Nanogate aus Göttelborn korrigiert Prognose nach unten

Bilanz : Nanogate rechnet mit höheren Verlusten als bisher angenommen

Oberflächenveredler Nanogate korrigiert seine Prognose für das Geschäftsjahr 2019 nach unten. Das Göttelborner Unternehmen rechnet mit einem Gewinn vor Zinsen, Steuern und Abschreibungen (EBITDA) zwischen 14 und 17 Millionen Euro.

Das Vorjahresniveau von 24,2 Millionen Euro kann Nanogate damit nicht halten. Der Konzern rechnet nach eigenen Angaben mit einem Verlust im „oberen einstelligen Millionenbereich“. Bisher ging man dort vom unteren einstelligen Millionenbereich aus.

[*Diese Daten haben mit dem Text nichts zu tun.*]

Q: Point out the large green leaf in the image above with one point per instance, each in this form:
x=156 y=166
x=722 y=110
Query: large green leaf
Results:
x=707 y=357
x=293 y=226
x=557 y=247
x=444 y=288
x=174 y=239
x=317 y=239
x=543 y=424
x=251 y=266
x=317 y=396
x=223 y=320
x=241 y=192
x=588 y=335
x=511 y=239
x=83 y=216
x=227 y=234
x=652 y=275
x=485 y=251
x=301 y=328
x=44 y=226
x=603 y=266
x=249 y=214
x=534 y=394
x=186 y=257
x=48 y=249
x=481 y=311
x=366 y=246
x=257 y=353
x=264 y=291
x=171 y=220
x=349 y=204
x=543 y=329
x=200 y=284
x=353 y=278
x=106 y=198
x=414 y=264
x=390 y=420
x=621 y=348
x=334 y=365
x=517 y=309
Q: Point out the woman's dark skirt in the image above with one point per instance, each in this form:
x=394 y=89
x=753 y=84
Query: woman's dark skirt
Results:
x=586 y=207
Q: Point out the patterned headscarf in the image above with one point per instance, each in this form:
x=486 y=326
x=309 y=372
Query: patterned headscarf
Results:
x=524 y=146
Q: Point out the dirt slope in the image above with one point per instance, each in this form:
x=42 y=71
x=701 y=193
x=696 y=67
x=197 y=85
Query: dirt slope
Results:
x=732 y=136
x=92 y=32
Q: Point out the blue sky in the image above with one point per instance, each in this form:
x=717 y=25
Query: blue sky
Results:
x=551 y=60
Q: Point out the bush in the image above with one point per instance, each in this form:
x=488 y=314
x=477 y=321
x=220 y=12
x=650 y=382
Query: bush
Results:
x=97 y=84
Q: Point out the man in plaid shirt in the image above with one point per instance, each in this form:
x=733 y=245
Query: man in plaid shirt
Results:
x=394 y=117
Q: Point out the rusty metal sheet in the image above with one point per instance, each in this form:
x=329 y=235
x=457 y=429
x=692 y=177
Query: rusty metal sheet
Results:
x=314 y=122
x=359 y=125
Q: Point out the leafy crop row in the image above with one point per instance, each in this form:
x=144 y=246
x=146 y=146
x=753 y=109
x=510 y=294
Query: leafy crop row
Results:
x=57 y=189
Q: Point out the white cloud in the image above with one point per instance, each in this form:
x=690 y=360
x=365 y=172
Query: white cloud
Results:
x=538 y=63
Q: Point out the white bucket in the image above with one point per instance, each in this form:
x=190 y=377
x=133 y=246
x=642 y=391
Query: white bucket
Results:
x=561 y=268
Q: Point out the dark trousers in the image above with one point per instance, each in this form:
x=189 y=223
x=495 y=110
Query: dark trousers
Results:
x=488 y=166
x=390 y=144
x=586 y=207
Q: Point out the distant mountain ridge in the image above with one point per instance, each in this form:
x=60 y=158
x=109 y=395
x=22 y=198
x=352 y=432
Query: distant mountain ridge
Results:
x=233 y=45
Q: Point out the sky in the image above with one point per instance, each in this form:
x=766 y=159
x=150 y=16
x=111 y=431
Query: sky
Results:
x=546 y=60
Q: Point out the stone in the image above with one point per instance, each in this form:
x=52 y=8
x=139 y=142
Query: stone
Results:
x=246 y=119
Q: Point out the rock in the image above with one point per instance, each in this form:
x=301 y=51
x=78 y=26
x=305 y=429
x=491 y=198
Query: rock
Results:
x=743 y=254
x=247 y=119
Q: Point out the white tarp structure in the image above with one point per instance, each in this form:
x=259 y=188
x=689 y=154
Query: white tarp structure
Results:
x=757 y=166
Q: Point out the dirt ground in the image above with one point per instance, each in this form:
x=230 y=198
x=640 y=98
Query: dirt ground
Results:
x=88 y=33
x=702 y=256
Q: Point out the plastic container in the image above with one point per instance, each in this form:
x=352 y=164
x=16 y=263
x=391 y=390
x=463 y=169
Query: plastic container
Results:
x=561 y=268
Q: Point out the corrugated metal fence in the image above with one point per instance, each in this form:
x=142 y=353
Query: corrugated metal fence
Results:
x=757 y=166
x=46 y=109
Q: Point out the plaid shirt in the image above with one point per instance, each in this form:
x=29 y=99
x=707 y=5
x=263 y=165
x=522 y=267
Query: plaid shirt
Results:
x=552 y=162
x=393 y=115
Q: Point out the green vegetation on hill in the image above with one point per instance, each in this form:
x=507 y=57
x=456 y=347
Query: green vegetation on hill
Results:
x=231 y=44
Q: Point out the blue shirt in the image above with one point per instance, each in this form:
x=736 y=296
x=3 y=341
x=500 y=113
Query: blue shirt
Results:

War bislang ein Umsatz von 250 Millionen Euro erwartet worden, wird nun von einem Umsatz zwischen 240 bis 250 Millionen ausgegangen, heißt es in einer Mitteilung. Als Gründe nennt Nanogate demnach konjunkturelle Abschwächung, verspätete Produktionsabläufe und höhere Anlaufkosten für neue Großaufträge.

Wegen des Zukunftsprogramms Nanogate Excellence International (NXI), mit dem sich Nanogate neu aufstellen möchte, hatte der Spezialist für Nano-Oberflächen das Jahr 2019 ohnehin als Art „Übergangsjahr“ angesehen. Im ersten Halbjahr steigerte Nanogate nach vorläufigen Zahlen den Konzernumsatz auf rund 122 Millionen Euro. 2018 lag er bei 119,4 Millionen. Das EBITDA beläuft sich auf rund acht Millionen Euro, im Vergleich zu 12,7 Millionen Euro im Vorjahreszeitraum. Der Konzern fuhr im ersten Halbjahr einen Verlust von drei Millionen ein. Die Prognose für das Geschäftsjahr 2020 will Nanogate nun überprüfen.